In data science, data analysis and machine learning techniques are applied to visualize data, understand trends, and make predictions. In this course students will learn how to obtain data, preprocess it, apply machine learning methods, and visualize the results. A student who completes the course will have enough theoretical knowledge, and enough skill with modern statistical programming languages and their libraries, to define and perform complete data science projects.

Key Points

  • Learned to use popular Data Science libraries such as Numpy and Pandas
  • Applied machine learning models to predict outcomes

Final Project

Video of our group presenting the project.

For this project we used three different models: KNN, Decision Tree, and SVC. There was a total of 5 observations. In the first three observations we used all races in the dataset (‘asian/pacific islander’, ‘black’,’hispanic’, ‘white’, ‘other’). We noticed a low accuracy scores for these models. There was a slight improvement in accuracy score when we used the Decision Tree and SVC models but overall scores remained below 50%.
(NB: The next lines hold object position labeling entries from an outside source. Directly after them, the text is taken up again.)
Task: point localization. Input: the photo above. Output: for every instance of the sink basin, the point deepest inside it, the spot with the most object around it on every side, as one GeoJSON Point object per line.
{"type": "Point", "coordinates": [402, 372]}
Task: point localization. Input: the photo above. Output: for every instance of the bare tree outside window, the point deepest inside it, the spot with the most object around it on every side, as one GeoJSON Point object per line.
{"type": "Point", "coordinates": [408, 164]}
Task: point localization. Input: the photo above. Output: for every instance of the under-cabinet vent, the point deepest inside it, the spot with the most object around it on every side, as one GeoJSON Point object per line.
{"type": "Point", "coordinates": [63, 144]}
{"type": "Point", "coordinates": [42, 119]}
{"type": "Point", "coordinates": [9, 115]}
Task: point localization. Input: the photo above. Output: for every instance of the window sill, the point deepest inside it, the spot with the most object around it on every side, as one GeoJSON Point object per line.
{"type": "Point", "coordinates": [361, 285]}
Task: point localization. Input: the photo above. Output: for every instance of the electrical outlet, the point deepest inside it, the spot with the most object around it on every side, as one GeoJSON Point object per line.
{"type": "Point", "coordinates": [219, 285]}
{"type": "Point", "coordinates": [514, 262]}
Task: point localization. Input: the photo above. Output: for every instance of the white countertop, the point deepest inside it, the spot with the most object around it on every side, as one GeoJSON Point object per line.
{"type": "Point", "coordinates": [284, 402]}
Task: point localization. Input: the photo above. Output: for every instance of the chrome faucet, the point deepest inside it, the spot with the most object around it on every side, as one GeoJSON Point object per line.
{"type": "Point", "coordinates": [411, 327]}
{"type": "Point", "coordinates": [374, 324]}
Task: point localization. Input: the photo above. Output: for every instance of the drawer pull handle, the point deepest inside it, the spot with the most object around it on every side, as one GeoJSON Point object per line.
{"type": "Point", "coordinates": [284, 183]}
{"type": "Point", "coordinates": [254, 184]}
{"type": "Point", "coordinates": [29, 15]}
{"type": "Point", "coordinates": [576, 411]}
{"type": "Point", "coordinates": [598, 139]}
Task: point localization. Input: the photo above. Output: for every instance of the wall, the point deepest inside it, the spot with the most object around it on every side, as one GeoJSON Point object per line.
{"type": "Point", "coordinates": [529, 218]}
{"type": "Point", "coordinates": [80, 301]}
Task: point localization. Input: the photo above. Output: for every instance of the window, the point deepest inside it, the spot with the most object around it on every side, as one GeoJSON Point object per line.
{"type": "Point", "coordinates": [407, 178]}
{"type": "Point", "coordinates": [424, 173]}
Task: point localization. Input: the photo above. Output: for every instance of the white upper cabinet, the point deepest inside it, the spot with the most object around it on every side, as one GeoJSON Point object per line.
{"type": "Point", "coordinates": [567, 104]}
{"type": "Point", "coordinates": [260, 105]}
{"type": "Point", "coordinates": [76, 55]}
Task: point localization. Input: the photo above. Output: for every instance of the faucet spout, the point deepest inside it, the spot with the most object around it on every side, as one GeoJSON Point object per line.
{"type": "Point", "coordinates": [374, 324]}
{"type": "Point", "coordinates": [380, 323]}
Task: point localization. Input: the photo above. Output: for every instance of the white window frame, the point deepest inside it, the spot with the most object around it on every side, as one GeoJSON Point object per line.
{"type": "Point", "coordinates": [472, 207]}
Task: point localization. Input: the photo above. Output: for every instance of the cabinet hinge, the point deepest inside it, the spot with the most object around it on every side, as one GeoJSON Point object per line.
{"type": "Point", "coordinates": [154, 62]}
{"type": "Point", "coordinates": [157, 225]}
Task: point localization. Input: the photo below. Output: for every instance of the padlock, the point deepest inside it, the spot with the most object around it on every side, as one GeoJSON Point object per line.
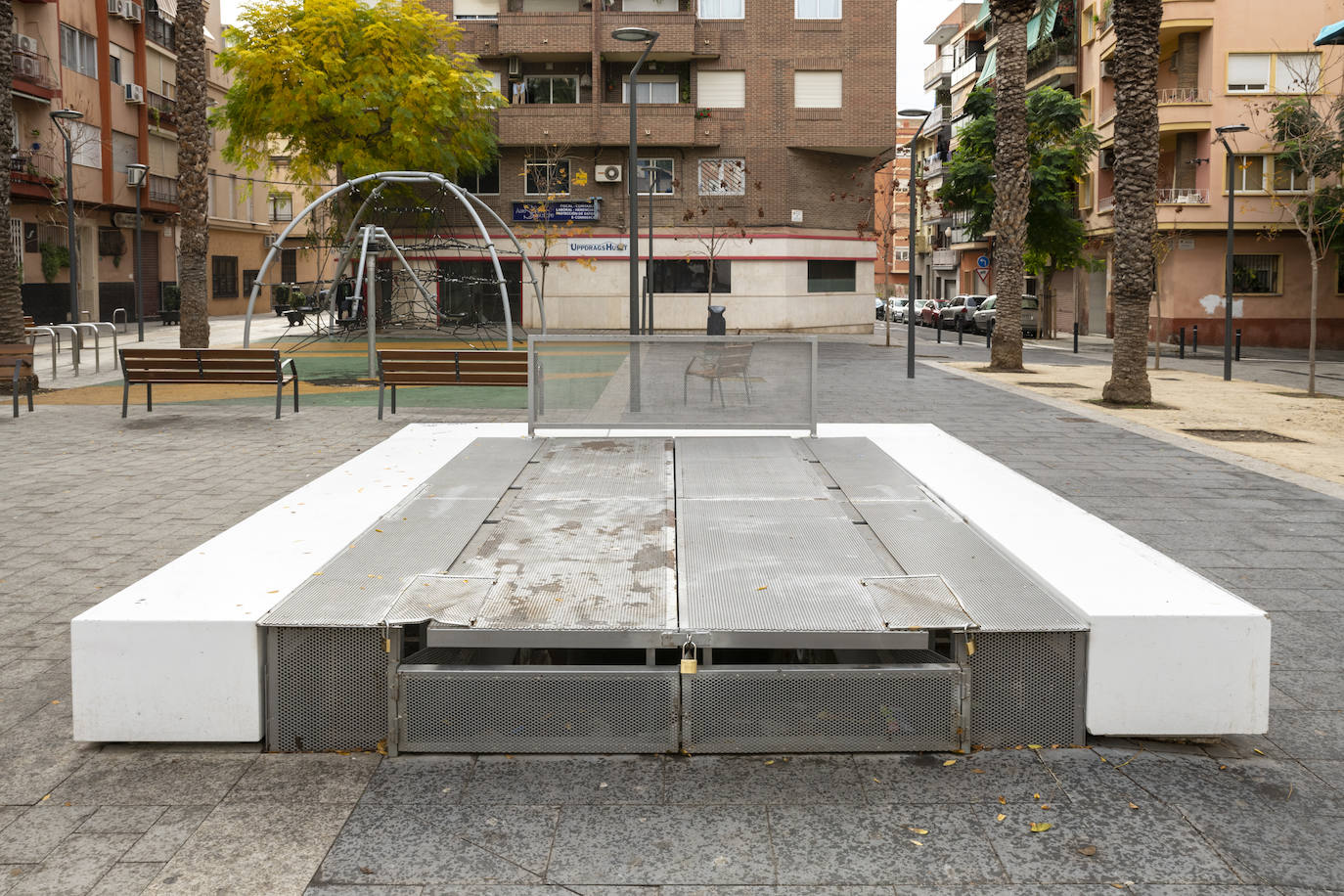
{"type": "Point", "coordinates": [689, 664]}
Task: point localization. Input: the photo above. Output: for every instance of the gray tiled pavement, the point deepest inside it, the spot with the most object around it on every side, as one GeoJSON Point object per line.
{"type": "Point", "coordinates": [94, 503]}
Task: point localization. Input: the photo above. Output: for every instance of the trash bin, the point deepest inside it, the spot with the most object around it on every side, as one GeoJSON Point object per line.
{"type": "Point", "coordinates": [717, 326]}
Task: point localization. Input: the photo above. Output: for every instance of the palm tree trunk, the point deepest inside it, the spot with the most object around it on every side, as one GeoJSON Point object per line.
{"type": "Point", "coordinates": [11, 291]}
{"type": "Point", "coordinates": [1138, 23]}
{"type": "Point", "coordinates": [193, 161]}
{"type": "Point", "coordinates": [1012, 180]}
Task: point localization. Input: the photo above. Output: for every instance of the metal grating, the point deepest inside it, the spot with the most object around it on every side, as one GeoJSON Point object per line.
{"type": "Point", "coordinates": [1027, 688]}
{"type": "Point", "coordinates": [539, 709]}
{"type": "Point", "coordinates": [328, 690]}
{"type": "Point", "coordinates": [816, 709]}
Based on the distribution of race on the dataset, we wanted to see how the models would predict if the subject was White or another race. This led us to conduct 3 additional observations. To do this we combined all the other races that are not Black and performed the same three models. Our accuracy scores improved from tuning our data and obtained scores higher than 50%. The Decision Tree model gave us the best accuracy score.

Apart from our models we also examined the effect of features. We noticed that increasing the number of predictor features did not improve our accuracy score.We also saw how increasing the training set size did not improve our test accuracy score. In addition, we saw cases of both overfitting and underfitting in our learning curves.

Our project’s objective was to see if we can predict the subject’s race based on two features, outcome and subject age. Based on our models, our results show that there is a better chance of predicting if the subject is either Black or another race.